I am trying to find a way to represent conditions for np.where()
other than from within the code. In my example below,
import pandas as pd
import numpy as np
file='insert path'
df = pd.read_csv(file)
df.loc[:, ['col_a','col_b']] = df.loc[:, ['col_a','col_b']].astype(str)
dfseg=df['col_a'] '-' df['col_b'] '-' df['col_c']
df['col_d'] = np.where((df['col_a']=='101')|(df['col_a']=='337')|(df['col_a']=='524'),dfseg,df['col_a'])
df
the conditions are that
a. df['col_a']=='101' or
b. df['col_a']=='337' or
c. df['col_a']=='524'
Is there any way these conditions could be represented external to the code? Or through another python method/function? Can tkinter
extract this portion of the code and edit these conditions? Hoping to find a way these conditions could be reviewed and managed, etc. externally rather than within the script.
I have tried np.isin()
and np.in1d
but received False results:
print(np.in1d(df1['col_a'],df2['col_a']))

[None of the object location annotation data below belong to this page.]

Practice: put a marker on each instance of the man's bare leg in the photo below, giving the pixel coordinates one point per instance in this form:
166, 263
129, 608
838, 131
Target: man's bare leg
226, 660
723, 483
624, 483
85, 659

print(np.isin(df1['col_a'],df2['col_a']))
Output:
[False False False False False False]
[False False False False False False]
From the following:
df2:
col_a
0 101
1 524
2 337
df1:
col_a col_b col_c
0 101 104 AAB
1 337 103 CAD
2 524 204 DER
3 129 404 EEH
4 842 108 HHR
5 337 108 HHE
df2[col_a].isin df1[col_a]
0 False
1 False
2 False
3 False
4 False
5 False
Name: col_a, dtype: bool
df1[col_a].isin df2[col_a]
0 True
1 True
2 True
Name: col_a, dtype: bool
Converting df to numpy with
df1numpy = df1.to_numpy()
Similarly yielded all "False" matches with np.isin()
. Thanks for your thoughts.
CodePudding user response:
Turns out, after converting df to numpy, the array needs to be transposed as well:
df1numpy1stcol = np.transpose(df1numpy)[0]

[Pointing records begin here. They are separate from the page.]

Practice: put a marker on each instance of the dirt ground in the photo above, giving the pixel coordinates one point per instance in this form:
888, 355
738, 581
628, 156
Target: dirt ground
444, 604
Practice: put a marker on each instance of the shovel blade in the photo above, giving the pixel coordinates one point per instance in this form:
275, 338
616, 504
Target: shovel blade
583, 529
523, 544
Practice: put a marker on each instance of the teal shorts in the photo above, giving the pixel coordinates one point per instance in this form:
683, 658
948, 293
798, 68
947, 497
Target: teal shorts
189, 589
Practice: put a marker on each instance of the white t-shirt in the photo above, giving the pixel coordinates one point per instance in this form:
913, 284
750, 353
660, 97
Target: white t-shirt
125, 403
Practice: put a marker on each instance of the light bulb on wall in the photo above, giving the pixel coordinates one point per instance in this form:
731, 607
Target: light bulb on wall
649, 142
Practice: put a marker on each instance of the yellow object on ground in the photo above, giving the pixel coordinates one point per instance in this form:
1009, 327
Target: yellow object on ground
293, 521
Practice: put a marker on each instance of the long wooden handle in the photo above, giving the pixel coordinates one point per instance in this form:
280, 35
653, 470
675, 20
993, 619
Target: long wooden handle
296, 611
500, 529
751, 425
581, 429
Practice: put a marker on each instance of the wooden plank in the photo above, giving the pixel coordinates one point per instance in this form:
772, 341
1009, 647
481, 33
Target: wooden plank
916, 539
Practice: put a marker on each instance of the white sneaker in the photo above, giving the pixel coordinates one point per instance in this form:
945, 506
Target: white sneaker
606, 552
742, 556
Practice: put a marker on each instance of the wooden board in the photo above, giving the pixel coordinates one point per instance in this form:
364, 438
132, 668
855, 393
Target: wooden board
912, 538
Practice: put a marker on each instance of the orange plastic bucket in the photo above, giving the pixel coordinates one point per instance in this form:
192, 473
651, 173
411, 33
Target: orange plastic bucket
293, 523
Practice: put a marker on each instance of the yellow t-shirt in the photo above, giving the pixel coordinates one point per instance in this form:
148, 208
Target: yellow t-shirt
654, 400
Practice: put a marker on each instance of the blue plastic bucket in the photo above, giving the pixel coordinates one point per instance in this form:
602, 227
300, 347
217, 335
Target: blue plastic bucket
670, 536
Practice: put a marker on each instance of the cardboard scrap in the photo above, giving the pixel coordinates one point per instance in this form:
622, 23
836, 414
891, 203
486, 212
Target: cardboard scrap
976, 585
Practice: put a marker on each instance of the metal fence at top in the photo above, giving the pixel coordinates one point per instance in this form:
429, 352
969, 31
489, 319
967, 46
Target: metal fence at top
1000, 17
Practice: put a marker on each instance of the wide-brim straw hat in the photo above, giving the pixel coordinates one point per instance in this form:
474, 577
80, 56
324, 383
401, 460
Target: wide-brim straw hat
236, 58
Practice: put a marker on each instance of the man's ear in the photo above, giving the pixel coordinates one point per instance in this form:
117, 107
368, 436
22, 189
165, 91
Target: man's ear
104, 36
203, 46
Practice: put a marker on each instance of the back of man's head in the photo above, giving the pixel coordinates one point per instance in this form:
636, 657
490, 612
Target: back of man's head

(df2 does not need to be converted to numpy, updated below).
Then, change datatype from object:
df1numpy1stcol.astype(np.int32)
Finally, the np.where()
could be used with np.isin()
:
df1['col_d'] = np.where(np.isin(df1numpy1stcol.astype(np.int32),df2),
dfseg,df1['col_a'])
thus, df1 [output] as:
col_a | col_b | col_c | col_d | |
---|---|---|---|---|
0 | 101 | 104 | AAB | 101-104-AAB |
1 | 337 | 103 | CAD | 337-103-CAD |
2 | 524 | 204 | DER | 524-204-DER |
3 | 129 | 404 | EEH | 129 |
4 | 842 | 108 | HHR | 842 |
5 | 337 | 108 | HHE | 337-108-HHE |
The exceptions list is now represented as an editable list named "df2".